Bugün, sadece dış politika ve ekonomik alanlarda değil, hak ve özgürlükler alanında da Türkiye'nin büyük bir itibar kazandığını ifade eden Başbakan Erdoğan, ''Bu güven ve istikrar zemininin korunması sadece hükümetimizin değil, toplumsal sorumluluk duyan herkesin katkılarıyla mümkün olacaktır'' diye konuştu.
"Bu ülke böyle sömürüldü"
Başbakan Erdoğan, Petrol Piyasası Kanunu'nda yapılan düzenlemelerle yolsuzluğun en büyük kalemini kırdıklarını kaydederek, ''Ülkemizde 1990 yılından bugüne kadar araç sayısı tam 4 kat artmasına rağmen, 2006 yılında Türkiye'de satılan akaryakıt miktarı hala 1990 yılı seviyesinde görünüyor. Suistimalin ne kadar büyük olduğunu görüyor musunuz? Sevgili vatandaşlarım, bu ülke böyle sömürüldü'' dedi.
Türkiye'nin petrol aldığı 48 ülkenin 31'inden Türkiye'ye sattıkları petrolün kayıtlarını aldıklarını ve o ülkelerin kayıtları ile Türkiye'nin resmi kayıtları arasında 18.7 milyar dolarlık bir fark göründüğünü belirten Erdoğan, ÖTV, KDV ve EPDK payı da eklenince farkın 38 milyar doları bulduğunu söyledi.
Erdoğan, Petrol Piyasası Kanunu'nda yapılan değişiklikle, kaçakların, suistimallerin, hırsızlıkların ve ülkenin geleceğini çalan ağır yolsuzlukların önüne geçtiklerini vurguladı.
Dış politikaya dair...
Ulusa Sesleniş konuşmasında dış politikadaki gelişmelere de değinen Başbakan Erdoğan, ''Türkiye, Ortadoğu'da barışın tesisi için üstüne düşen rolü en üst seviyede yerine getirmek için gayretlerini bütün hızı ve ağırlığıyla sürdürüyor. Her zaman ifade ettiğimiz gibi biz, Ortadoğu barışının, küresel sorunların çözümünde anahtar role sahip olduğuna inanıyor, bu konuda uluslararası toplumun gayret ve hassasiyetini artırması gerektiği fikrini savunuyoruz" dedi.
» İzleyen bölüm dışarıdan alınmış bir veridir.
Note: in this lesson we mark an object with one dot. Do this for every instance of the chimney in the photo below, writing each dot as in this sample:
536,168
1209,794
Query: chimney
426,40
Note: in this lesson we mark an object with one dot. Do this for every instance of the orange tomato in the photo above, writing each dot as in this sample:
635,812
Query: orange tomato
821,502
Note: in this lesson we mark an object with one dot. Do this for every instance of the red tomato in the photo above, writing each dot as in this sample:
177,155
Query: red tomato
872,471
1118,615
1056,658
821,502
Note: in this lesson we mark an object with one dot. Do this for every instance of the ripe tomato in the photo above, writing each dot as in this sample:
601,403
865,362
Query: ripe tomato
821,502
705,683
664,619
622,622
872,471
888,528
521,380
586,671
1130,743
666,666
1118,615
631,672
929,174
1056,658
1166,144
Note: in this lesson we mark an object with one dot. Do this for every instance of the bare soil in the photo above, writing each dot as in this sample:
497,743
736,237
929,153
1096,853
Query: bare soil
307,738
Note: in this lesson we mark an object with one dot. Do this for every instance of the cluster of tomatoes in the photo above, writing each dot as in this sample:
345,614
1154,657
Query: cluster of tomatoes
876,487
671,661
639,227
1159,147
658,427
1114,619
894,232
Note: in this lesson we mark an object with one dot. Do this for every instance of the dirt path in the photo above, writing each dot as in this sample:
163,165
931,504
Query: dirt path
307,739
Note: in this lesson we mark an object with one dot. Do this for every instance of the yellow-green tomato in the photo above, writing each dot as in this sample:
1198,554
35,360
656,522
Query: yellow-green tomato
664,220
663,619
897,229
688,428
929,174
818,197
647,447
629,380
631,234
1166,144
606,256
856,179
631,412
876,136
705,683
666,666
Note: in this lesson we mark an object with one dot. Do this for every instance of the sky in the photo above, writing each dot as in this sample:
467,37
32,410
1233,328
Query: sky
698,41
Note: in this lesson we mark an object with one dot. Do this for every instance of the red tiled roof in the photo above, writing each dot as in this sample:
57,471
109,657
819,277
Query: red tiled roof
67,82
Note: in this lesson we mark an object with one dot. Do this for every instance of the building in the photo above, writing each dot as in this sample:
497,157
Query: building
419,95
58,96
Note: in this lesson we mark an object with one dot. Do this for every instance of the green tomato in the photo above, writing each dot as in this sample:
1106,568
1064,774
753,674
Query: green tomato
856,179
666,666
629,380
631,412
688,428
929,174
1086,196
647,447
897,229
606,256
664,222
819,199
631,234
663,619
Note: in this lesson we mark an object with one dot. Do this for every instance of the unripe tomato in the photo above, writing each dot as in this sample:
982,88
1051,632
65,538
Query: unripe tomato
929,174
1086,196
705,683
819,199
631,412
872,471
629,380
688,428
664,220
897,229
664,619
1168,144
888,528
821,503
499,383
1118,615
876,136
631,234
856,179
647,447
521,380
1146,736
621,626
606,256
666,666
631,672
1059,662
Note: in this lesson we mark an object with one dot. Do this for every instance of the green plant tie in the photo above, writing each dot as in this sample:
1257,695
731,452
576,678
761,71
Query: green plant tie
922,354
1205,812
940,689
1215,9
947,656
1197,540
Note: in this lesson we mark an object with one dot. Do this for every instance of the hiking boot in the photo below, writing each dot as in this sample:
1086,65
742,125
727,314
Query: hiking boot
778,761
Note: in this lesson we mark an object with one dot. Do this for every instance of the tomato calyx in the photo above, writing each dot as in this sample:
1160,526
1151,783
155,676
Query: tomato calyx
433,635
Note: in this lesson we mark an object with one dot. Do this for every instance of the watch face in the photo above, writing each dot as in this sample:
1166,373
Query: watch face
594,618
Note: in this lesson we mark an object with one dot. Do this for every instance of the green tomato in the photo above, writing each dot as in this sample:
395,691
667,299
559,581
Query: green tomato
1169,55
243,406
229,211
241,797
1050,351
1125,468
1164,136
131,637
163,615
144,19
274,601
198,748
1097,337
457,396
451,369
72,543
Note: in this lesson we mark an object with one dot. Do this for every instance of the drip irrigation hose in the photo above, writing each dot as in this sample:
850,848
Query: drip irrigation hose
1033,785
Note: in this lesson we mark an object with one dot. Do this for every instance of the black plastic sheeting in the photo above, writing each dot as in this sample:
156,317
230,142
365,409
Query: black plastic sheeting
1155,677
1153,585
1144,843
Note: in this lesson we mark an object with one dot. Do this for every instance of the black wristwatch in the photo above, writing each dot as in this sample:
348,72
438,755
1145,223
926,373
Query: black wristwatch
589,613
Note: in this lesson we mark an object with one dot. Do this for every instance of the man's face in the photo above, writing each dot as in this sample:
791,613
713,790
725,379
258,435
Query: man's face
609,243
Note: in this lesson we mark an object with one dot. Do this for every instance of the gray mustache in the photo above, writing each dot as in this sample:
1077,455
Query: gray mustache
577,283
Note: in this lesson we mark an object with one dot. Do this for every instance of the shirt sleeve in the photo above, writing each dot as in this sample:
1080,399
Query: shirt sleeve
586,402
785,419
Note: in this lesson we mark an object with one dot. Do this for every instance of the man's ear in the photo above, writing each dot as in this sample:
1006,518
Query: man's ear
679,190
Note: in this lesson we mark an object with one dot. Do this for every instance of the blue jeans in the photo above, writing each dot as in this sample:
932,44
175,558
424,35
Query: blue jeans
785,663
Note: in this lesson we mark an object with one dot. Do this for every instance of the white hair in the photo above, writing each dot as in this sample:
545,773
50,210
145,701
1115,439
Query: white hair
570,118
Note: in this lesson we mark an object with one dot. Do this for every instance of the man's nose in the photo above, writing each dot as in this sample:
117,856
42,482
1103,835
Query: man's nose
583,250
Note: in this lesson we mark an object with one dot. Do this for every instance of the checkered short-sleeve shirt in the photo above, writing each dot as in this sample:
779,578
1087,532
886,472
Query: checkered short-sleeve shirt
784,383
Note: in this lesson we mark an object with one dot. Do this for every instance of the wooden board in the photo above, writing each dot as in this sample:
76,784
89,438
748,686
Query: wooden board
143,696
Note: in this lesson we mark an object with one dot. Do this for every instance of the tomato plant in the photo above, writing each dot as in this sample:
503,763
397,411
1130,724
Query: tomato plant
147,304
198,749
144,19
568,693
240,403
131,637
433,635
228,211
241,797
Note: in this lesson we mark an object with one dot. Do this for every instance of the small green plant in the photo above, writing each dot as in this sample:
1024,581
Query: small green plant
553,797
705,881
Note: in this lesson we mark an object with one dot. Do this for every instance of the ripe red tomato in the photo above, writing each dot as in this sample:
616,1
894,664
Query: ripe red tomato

"Biz Türkiye olarak bu süreci destekliyoruz ve bu sürecin yanındayız" diyen Erdoğan, "Türkiye olarak amacımız bölgede çatışmayı doğuran her türlü gelişmenin karşısında barış adına girişimlerde bulunmak, barış zeminini güçlendirmektir. İnşallah önümüzdeki günlerde bu gayretlerimizin somut neticeleri ortaya çıkmaya başlayacaktır. Türkiye büyük bir ülkedir, önemli bir küresel aktördür, bölgemizde ve dünyada barışın tesisi için elbette yapabileceği çok şey vardır'' diye konuştu.